First of all, please stop wasting precious db storage by repeating "with all due respect" :P If you cannot free your mind in a discussion, what's the point of it?

You should distinguish between a "correct" and "optimized" driver here. There are several shades of gray between a broken and a perfect driver. It's quite reasonable that driver authors assume the application programmers know about the cost of state changes and don't want the driver to waste CPU cycles on checking whether a state change can be skipped or not. (i.e. assuming there's 100 state changes per frame and none of them can be skipped the driver does 100 unnecessary comparisons. If you would give me a choice, I'd prefer the driver that does not assume me being lazy.)

I tend to agree that with DX10 GPUs it's getting less important to optimize your rendering, they have become so powerful that it's close to impossible that shaders become the bottleneck. In 2010 you can most likely not buy any graphics card that doesn't support DX10 anymore. But I also think it's not in vain looking at the past and learn from other people's mistakes|experiences. We have been warned, and it's always a good idea to listen when the Gurus at opengl.org share wisdom. (listen != accept as absolute truth)

Please note that the approach I'm suggesting is probably not the best solution either, but it works for me and so far I can recommend it.

haymo's picture

With all due respect, I see your point :) And somehow I follow your argumentation. In general it - of course - would be nice, if there would be a switch for the driver (i.e. in the OpenGL spec) to enable/disable state tracking. And yes, the application logic is able to optimize better than any driver optimization due to more specific pre-knowledge of the primitives states.
But in the case of OpenTK - where each state change introduces a context switch from managed to unmanaged part - I suspect a potential performance gain even if there was only one call preserved. [feeling] It costs much more than 100 unnecessary comparisons. [/feeling]

Kamujin's picture

With all due respect, DB storage is cheap. (Sorry, I couldn't resist )

the Fiddler's picture

But in the case of OpenTK - where each state change introduces a context switch from managed to unmanaged part - I suspect a potential performance gain even if there was only one call preserved.
The pinvoke cost in OpenTK is ~20ns per call (even less on Mono/Linux), so while more than a comparison it's not that bad either. (Yes, this can probably be reduced by generating the bindings in raw IL, but there's no point right now).

In any case, some high-level state tracking at the application level is desirable. You more or less know your game objects, so it's possible to render them in a way that reduces state changes. This is much more difficult to do at the library level: as long as the user can access the raw API, the library must assume that state may change between any two library calls, so you either code defensively (poor performance) or you forbid access to the API. The new Direct State Access extension is supposed to solve this problem and is probably the direction OpenGL will be taking in GL3.1+.

haymo's picture

The pinvoke cost in OpenTK is ~20ns per call (even less on Mono/Linux)
Good to know. (Btw:how did you measure it?)

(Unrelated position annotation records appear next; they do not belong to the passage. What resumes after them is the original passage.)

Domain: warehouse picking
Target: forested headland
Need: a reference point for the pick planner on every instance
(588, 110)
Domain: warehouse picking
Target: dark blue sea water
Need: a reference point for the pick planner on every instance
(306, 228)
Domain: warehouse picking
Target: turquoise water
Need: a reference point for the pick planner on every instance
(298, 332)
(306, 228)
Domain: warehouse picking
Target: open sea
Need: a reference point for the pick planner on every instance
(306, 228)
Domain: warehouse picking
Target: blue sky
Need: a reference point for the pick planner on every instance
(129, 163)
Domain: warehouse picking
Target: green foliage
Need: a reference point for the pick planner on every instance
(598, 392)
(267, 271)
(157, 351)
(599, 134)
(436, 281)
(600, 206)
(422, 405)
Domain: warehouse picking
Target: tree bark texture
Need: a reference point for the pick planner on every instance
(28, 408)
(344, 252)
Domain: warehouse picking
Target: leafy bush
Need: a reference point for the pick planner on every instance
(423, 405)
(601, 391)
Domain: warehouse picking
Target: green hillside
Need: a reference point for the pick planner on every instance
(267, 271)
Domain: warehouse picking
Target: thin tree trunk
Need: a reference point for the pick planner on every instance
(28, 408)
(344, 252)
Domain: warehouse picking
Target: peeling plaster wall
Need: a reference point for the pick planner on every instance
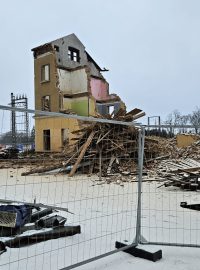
(99, 89)
(73, 82)
(49, 87)
(55, 125)
(62, 55)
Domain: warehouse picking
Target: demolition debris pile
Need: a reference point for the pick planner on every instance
(182, 173)
(103, 148)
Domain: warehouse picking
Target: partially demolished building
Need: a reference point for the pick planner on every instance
(67, 80)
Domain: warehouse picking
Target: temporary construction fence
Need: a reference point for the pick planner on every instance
(92, 182)
(171, 204)
(97, 185)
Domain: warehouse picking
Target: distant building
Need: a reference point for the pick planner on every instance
(67, 79)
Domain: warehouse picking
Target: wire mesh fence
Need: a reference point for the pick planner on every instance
(170, 204)
(83, 177)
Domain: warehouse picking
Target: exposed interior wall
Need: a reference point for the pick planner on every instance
(55, 125)
(84, 106)
(184, 140)
(99, 89)
(73, 82)
(47, 88)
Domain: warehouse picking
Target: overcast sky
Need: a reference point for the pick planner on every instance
(151, 47)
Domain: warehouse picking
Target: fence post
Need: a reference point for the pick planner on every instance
(141, 136)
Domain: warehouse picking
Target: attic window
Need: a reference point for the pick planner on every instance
(73, 54)
(45, 73)
(46, 103)
(56, 48)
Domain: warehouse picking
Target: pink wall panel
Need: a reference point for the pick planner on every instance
(99, 89)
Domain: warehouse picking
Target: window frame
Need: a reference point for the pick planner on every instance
(43, 73)
(74, 54)
(43, 103)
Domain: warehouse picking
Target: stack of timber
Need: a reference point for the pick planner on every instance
(101, 148)
(182, 173)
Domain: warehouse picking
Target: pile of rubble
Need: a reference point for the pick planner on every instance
(102, 148)
(182, 173)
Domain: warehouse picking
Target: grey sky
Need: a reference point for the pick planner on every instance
(151, 47)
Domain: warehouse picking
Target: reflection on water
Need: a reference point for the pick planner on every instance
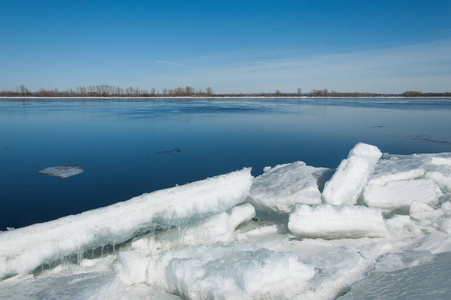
(119, 143)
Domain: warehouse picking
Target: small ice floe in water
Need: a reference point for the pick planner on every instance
(62, 171)
(172, 151)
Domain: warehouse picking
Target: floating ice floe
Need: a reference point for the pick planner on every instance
(24, 249)
(352, 175)
(223, 271)
(279, 188)
(199, 241)
(334, 222)
(62, 171)
(218, 228)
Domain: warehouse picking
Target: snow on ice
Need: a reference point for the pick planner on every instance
(277, 236)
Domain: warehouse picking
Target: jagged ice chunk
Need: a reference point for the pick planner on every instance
(352, 175)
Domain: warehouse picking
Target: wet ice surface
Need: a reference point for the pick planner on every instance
(206, 240)
(431, 280)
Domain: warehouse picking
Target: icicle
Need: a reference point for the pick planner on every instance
(79, 258)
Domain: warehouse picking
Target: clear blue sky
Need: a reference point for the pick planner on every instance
(231, 46)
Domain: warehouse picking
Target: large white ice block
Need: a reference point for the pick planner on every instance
(229, 271)
(352, 175)
(435, 166)
(218, 228)
(280, 188)
(334, 222)
(400, 194)
(24, 249)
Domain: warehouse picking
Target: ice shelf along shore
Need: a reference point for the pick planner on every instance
(294, 232)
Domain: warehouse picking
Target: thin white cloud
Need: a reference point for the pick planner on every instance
(174, 64)
(424, 67)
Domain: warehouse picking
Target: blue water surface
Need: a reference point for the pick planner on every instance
(132, 146)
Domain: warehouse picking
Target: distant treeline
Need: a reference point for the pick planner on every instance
(113, 91)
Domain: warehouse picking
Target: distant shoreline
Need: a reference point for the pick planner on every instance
(222, 97)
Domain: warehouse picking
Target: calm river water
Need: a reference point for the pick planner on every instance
(132, 146)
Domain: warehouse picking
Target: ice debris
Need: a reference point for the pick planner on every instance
(334, 222)
(24, 249)
(217, 228)
(199, 241)
(352, 175)
(62, 171)
(223, 271)
(279, 188)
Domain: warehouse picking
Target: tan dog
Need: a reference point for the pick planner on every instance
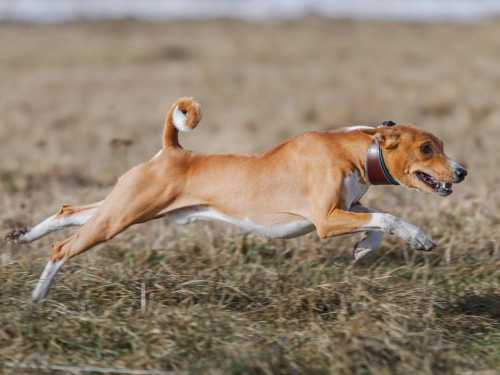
(312, 181)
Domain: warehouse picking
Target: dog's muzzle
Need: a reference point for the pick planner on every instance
(459, 174)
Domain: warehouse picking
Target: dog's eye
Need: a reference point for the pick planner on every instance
(426, 149)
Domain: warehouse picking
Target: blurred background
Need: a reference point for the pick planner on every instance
(84, 88)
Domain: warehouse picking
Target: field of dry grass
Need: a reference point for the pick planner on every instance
(81, 103)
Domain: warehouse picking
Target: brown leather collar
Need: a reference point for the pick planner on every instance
(375, 167)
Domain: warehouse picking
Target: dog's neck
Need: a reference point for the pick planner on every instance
(367, 155)
(376, 170)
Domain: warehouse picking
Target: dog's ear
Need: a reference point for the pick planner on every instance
(388, 137)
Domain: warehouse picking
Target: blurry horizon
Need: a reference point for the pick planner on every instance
(49, 11)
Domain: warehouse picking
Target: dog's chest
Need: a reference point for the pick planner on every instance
(354, 189)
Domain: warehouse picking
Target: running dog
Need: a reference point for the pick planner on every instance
(311, 182)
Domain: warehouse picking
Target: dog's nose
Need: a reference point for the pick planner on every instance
(460, 174)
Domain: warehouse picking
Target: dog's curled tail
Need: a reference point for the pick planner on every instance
(183, 116)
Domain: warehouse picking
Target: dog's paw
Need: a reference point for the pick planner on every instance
(414, 236)
(15, 235)
(361, 253)
(423, 242)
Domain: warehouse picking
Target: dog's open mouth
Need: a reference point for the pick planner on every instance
(442, 188)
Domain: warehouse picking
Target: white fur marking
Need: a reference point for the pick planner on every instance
(180, 120)
(358, 127)
(281, 230)
(45, 281)
(354, 189)
(56, 222)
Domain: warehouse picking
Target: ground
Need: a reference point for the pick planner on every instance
(81, 103)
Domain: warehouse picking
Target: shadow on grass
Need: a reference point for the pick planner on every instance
(483, 305)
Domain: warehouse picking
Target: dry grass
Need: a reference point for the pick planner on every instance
(83, 102)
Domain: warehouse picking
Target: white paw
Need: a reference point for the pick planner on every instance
(414, 236)
(16, 235)
(360, 252)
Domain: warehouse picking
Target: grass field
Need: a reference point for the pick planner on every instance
(81, 103)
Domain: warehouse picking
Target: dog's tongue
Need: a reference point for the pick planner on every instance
(444, 188)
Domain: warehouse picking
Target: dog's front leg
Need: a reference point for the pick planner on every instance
(339, 222)
(372, 239)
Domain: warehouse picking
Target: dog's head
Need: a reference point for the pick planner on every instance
(416, 158)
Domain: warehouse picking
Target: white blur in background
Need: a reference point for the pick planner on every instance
(47, 11)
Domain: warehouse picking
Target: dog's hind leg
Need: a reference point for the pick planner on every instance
(67, 216)
(138, 197)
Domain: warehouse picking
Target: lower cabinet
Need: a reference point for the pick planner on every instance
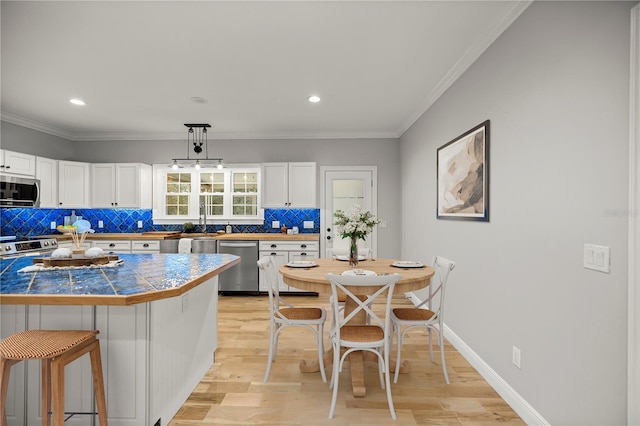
(119, 246)
(153, 356)
(283, 252)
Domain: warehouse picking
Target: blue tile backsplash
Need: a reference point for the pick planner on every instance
(25, 223)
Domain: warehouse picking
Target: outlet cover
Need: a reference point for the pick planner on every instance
(516, 357)
(597, 258)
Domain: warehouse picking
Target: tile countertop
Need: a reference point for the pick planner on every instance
(175, 235)
(140, 278)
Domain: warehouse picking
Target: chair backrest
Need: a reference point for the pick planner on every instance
(266, 265)
(435, 301)
(332, 252)
(349, 284)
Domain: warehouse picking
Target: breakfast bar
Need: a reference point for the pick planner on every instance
(158, 330)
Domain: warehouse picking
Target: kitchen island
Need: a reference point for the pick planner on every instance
(158, 330)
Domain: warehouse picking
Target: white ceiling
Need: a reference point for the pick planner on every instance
(377, 65)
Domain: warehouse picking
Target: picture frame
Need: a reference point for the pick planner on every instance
(463, 176)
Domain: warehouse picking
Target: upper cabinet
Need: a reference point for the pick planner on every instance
(287, 185)
(47, 173)
(121, 185)
(73, 184)
(17, 163)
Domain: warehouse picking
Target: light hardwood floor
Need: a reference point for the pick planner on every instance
(232, 392)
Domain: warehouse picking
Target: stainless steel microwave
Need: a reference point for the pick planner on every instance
(19, 191)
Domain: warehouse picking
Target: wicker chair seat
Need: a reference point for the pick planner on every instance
(361, 333)
(413, 314)
(300, 313)
(42, 344)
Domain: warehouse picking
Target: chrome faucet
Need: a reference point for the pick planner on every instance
(203, 212)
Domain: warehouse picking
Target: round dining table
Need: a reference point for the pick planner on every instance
(313, 278)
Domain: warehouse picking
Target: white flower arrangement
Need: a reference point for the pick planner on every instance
(355, 223)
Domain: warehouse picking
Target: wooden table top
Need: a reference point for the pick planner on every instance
(313, 279)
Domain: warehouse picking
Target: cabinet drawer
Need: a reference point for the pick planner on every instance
(289, 246)
(153, 246)
(114, 246)
(302, 255)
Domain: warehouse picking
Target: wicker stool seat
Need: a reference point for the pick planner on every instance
(55, 349)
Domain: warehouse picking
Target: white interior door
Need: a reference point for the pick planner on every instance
(341, 188)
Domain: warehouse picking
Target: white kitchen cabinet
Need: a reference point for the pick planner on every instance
(283, 252)
(47, 173)
(123, 185)
(16, 163)
(286, 185)
(151, 246)
(73, 184)
(113, 246)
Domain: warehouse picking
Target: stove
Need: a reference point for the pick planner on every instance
(9, 249)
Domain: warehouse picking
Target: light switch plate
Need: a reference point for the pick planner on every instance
(597, 258)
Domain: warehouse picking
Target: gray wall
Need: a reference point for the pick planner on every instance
(555, 86)
(383, 153)
(28, 141)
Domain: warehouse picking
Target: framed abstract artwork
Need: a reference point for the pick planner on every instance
(463, 176)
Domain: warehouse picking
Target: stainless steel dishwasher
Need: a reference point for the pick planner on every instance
(244, 276)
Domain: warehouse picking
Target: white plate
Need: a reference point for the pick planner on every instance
(358, 272)
(346, 258)
(302, 264)
(407, 264)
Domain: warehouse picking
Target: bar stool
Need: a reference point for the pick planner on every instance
(55, 349)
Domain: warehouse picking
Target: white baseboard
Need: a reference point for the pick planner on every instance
(528, 414)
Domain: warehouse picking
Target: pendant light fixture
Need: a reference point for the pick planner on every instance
(196, 142)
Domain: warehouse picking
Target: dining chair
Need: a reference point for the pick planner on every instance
(288, 315)
(374, 336)
(429, 313)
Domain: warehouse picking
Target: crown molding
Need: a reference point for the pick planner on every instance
(94, 137)
(469, 57)
(35, 125)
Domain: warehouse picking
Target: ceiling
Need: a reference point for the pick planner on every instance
(377, 65)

Somehow I still think, the best place for a state tracking imlementation is the lowest possible level - here: OpenTK layer. This at least seems reasonable in my case of doing library development. It would be easy to implement a switch in case it is not needed. And there would be no reason to prohibit access to the OpenTK interface than. But if it is not on the roadmap, I'll see, whether I can achieve it myself. Let me know, if you are interested in the results. (Will only change the parts I need though.)